Health insurance rate changes in Washington, D.C.

Health insurance in Washington, D.C., is regulated through the D.C. and federal health insurance exchange. Insurance providers adjust plan premiums and other out-of-pocket costs annually, and the new amounts are then approved for the following plan year.

In 2022, average health insurance premiums for metal tiers in Washington, D.C., increased. Bronze rates rose the most, with policies costing 6% more for 2022 compared to 2021.

Metal tier
Change from 2021 to 2022
Bronze6%
Silver5%
Gold3%
Platinum3%

Monthly rates are for a 40-year-old adult.

Frequently asked questions

Is health insurance mandatory in Washington, D.C.?

Yes, health insurance is required for residents of Washington, D.C. If you don't maintain insurance or qualify for an exemption, you must pay a penalty when filing your D.C. tax return. The penalty is based on the number of months you or your family go without health coverage.

What is the best health insurance in Washington, D.C.?

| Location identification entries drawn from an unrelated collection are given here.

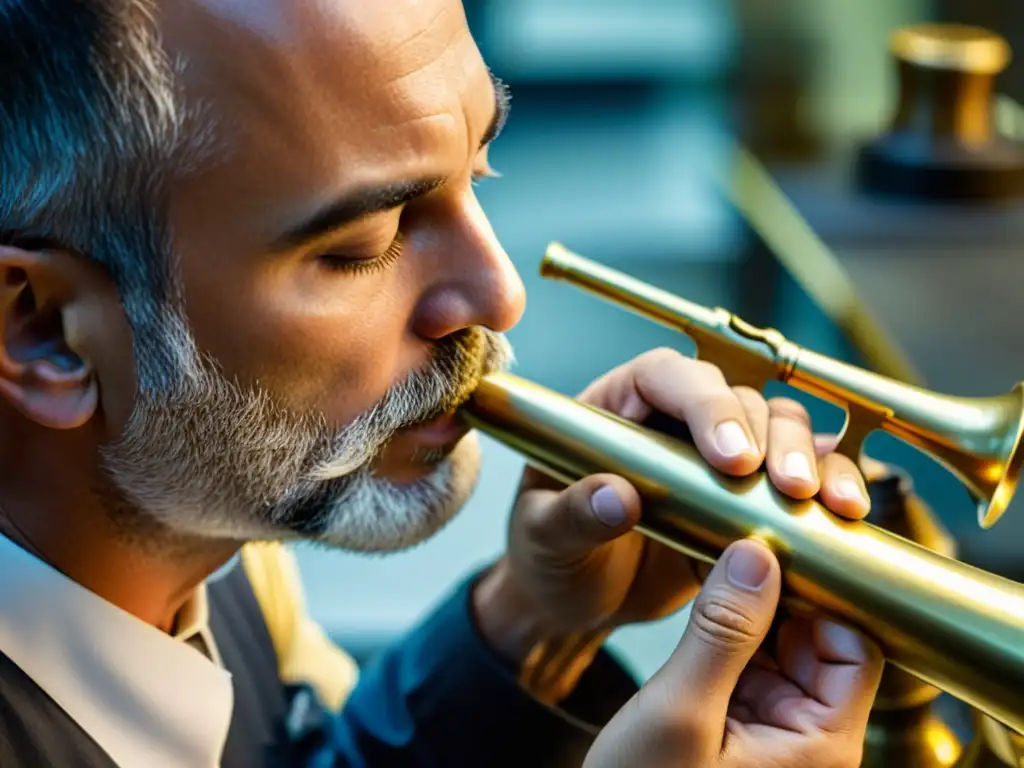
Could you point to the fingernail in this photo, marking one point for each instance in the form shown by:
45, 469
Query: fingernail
749, 566
607, 508
798, 466
844, 643
848, 487
731, 439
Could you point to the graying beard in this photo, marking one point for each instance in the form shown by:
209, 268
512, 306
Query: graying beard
244, 453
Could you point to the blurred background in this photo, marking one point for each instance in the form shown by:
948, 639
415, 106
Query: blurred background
625, 117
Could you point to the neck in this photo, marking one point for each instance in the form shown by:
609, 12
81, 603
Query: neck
73, 528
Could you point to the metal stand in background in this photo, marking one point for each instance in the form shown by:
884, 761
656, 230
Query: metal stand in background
904, 729
943, 143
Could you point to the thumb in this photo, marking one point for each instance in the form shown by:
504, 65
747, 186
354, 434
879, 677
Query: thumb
568, 524
728, 623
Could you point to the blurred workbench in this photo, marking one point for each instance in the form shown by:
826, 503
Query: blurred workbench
946, 282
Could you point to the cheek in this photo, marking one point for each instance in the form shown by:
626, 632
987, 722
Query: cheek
323, 343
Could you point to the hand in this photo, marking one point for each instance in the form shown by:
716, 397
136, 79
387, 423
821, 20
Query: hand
721, 702
574, 568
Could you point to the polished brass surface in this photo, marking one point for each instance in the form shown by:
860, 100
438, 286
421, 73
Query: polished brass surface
810, 262
947, 81
978, 439
972, 50
953, 626
909, 738
904, 728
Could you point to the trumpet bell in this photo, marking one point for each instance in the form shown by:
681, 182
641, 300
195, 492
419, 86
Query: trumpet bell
977, 439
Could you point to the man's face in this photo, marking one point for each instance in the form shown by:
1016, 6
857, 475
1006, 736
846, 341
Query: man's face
340, 283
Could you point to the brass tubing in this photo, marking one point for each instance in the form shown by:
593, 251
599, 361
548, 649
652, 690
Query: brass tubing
978, 439
951, 625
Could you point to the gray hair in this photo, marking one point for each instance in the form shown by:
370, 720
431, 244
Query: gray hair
92, 131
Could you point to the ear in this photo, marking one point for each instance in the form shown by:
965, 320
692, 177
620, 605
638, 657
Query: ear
41, 374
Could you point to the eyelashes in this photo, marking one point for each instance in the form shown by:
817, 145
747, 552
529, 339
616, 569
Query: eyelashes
358, 265
337, 262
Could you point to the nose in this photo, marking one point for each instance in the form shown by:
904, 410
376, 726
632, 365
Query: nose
474, 283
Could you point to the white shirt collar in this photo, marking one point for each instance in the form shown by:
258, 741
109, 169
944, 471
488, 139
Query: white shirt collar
145, 697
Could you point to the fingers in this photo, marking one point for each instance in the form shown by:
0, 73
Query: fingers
791, 460
843, 488
566, 525
695, 392
728, 623
834, 665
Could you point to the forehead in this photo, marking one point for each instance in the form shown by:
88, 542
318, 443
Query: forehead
323, 94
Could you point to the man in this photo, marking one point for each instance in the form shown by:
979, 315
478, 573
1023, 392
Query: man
245, 284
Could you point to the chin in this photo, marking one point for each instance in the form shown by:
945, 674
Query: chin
381, 515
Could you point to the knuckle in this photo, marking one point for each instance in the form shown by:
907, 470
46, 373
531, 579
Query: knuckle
790, 410
669, 717
709, 371
722, 621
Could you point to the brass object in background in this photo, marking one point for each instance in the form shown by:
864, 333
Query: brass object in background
953, 626
993, 747
942, 142
978, 439
809, 261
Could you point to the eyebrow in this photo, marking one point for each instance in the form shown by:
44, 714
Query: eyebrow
380, 199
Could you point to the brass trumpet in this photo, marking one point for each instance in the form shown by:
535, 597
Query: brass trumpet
951, 625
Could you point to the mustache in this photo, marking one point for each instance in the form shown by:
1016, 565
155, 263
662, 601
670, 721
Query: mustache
458, 364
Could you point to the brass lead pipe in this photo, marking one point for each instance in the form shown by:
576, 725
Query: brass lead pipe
978, 439
949, 624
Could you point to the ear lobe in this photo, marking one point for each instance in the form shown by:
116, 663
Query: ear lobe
40, 375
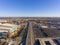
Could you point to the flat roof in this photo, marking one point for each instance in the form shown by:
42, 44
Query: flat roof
8, 27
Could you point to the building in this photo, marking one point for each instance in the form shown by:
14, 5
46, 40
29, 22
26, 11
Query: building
8, 29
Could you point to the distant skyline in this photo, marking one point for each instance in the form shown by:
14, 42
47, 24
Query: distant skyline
29, 8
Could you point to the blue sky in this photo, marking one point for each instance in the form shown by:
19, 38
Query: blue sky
29, 8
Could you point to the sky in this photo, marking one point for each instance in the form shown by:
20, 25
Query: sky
29, 8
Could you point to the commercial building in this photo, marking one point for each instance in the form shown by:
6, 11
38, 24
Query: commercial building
8, 29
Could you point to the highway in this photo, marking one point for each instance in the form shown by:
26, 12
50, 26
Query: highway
30, 36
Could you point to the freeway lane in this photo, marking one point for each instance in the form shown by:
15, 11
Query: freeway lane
30, 36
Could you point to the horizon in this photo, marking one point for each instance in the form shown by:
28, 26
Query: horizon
29, 8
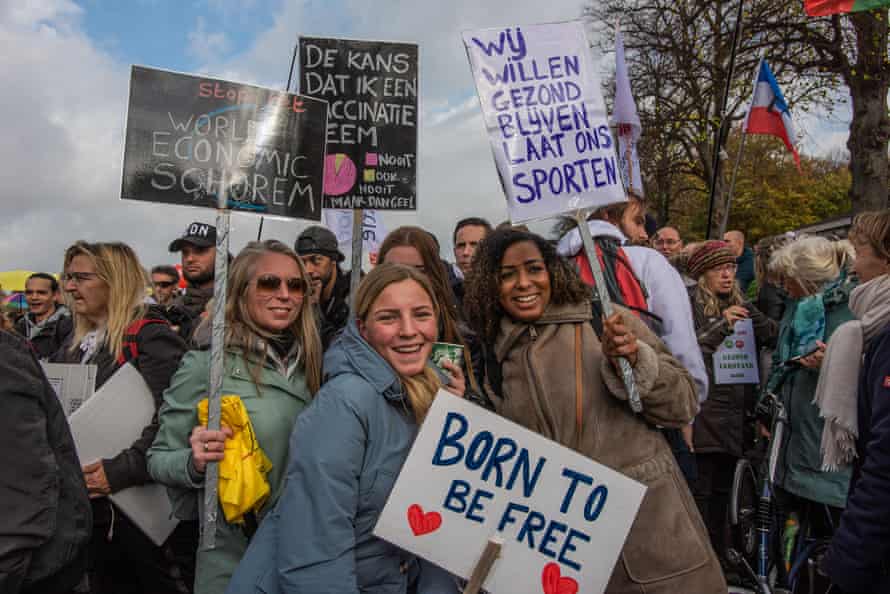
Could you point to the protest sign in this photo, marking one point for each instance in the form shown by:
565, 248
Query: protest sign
735, 361
72, 382
371, 90
373, 230
545, 117
191, 140
472, 475
108, 423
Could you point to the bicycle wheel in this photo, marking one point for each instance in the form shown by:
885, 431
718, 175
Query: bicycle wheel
743, 510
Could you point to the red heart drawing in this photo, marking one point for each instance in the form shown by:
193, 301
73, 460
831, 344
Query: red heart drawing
423, 523
554, 583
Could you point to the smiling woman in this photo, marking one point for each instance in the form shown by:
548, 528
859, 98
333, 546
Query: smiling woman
347, 449
273, 366
549, 368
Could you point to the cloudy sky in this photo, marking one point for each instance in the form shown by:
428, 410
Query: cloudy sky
65, 71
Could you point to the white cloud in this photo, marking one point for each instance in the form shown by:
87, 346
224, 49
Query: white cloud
206, 45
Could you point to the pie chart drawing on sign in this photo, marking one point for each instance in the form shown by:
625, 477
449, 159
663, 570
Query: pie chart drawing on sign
339, 174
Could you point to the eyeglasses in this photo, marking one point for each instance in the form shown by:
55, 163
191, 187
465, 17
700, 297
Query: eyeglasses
78, 277
269, 284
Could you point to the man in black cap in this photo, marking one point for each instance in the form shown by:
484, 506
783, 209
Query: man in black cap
321, 256
198, 247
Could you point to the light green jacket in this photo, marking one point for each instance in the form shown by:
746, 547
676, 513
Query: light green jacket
273, 409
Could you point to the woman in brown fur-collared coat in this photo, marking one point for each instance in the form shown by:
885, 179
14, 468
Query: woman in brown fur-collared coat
535, 317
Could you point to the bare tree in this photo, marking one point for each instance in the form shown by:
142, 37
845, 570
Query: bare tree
678, 54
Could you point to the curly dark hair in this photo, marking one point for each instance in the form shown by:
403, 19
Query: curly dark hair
482, 304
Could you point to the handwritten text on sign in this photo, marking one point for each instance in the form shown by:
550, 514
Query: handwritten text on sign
472, 475
190, 139
735, 361
545, 117
371, 89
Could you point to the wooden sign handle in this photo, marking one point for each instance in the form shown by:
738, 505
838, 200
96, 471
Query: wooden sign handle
483, 566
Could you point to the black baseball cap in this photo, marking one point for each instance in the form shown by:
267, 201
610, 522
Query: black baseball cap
197, 234
319, 240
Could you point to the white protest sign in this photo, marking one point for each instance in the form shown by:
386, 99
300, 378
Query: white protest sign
546, 119
472, 475
373, 229
735, 361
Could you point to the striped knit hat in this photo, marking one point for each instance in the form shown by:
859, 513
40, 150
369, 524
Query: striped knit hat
709, 255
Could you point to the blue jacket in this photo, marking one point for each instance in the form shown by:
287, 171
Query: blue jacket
346, 450
858, 559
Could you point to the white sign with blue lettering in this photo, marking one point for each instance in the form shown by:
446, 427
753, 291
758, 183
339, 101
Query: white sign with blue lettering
546, 119
473, 475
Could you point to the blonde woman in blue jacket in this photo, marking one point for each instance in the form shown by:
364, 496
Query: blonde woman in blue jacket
273, 363
348, 448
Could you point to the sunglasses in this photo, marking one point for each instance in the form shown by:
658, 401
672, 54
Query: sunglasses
270, 283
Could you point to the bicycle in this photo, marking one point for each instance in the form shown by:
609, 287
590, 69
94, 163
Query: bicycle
755, 532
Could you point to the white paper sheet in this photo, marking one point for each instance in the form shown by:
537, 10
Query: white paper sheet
110, 422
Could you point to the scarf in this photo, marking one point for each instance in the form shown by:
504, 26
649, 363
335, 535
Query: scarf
836, 392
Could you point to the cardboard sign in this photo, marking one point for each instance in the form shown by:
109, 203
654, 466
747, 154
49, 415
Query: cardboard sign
545, 117
371, 90
108, 423
72, 382
735, 361
472, 475
190, 138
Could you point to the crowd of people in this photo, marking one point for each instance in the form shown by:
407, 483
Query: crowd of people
330, 388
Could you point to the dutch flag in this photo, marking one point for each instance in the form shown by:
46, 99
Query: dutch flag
768, 113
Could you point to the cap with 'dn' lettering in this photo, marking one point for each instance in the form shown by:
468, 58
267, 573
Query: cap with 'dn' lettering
198, 234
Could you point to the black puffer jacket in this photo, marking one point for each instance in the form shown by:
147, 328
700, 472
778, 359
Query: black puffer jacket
159, 352
48, 337
720, 424
46, 518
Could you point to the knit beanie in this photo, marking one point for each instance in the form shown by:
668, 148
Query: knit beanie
710, 255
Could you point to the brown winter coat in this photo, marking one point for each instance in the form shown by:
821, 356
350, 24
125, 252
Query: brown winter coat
667, 550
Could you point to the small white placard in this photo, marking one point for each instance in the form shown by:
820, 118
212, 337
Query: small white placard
473, 475
74, 383
735, 361
110, 422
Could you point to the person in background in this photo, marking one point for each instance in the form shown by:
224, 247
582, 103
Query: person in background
46, 325
112, 327
551, 366
273, 365
198, 247
816, 275
667, 241
46, 520
347, 449
415, 247
318, 249
468, 233
744, 258
856, 403
164, 284
723, 431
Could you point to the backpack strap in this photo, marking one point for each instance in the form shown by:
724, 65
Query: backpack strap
130, 345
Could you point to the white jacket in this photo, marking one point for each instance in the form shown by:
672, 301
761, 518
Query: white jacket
667, 297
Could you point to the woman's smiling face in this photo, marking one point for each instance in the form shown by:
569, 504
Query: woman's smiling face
524, 282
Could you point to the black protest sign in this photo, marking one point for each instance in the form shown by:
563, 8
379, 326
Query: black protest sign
190, 139
371, 90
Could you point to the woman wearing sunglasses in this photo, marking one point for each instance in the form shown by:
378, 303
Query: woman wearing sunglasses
273, 364
105, 286
348, 448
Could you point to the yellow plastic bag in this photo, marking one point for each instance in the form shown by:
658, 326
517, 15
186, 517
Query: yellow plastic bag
242, 472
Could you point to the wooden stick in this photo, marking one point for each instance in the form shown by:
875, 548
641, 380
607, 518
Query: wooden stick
483, 567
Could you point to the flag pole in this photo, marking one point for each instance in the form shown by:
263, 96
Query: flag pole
738, 158
721, 131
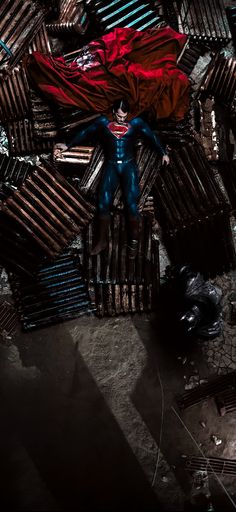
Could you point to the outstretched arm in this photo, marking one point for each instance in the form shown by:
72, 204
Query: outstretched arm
153, 139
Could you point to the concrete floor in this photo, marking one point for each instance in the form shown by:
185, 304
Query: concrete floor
89, 419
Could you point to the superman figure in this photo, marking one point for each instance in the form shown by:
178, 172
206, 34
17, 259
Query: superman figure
118, 138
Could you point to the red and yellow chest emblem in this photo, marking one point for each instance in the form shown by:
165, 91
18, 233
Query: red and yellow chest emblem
118, 130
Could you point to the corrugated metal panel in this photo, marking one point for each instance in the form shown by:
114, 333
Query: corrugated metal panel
56, 293
49, 209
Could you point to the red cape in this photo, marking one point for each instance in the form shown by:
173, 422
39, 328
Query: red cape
140, 66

The best health insurance depends mainly on your personal needs. If you require extensive medical care or prescriptions, you may do best with a Gold or Platinum plan, such as the KP DC Gold Virtual Forward 2000 or the KP DC Standard Platinum 0/20/Vision plan. These policies have higher premiums but lower out-of-pocket costs, making them cheaper options for frequent health care users. Consumers who use insurance less often may find a Bronze plan, such as the KP DC Standard Bronze 6350/20%/HSA/Vision, is the best fit for their health needs and budget.

Can I get free health insurance in Washington, D.C.?

Washington, D.C., residents who meet income and other requirements may be able to get free or low-cost health insurance through Medicaid.

Methodology

ValuePenguin gathered health insurance rates and plan details from the Washington, D.C., health insurance exchange, DC Health Link. Using this information, we calculated average rates across the district by age and plan tier. Year-over-year rate changes were calculated based on filings by the District of Columbia Department of Insurance, Securities and Banking.

Editorial Note: The content of this article is based on the author’s opinions and recommendations alone. It has not been previewed, commissioned or otherwise endorsed by any of our network partners.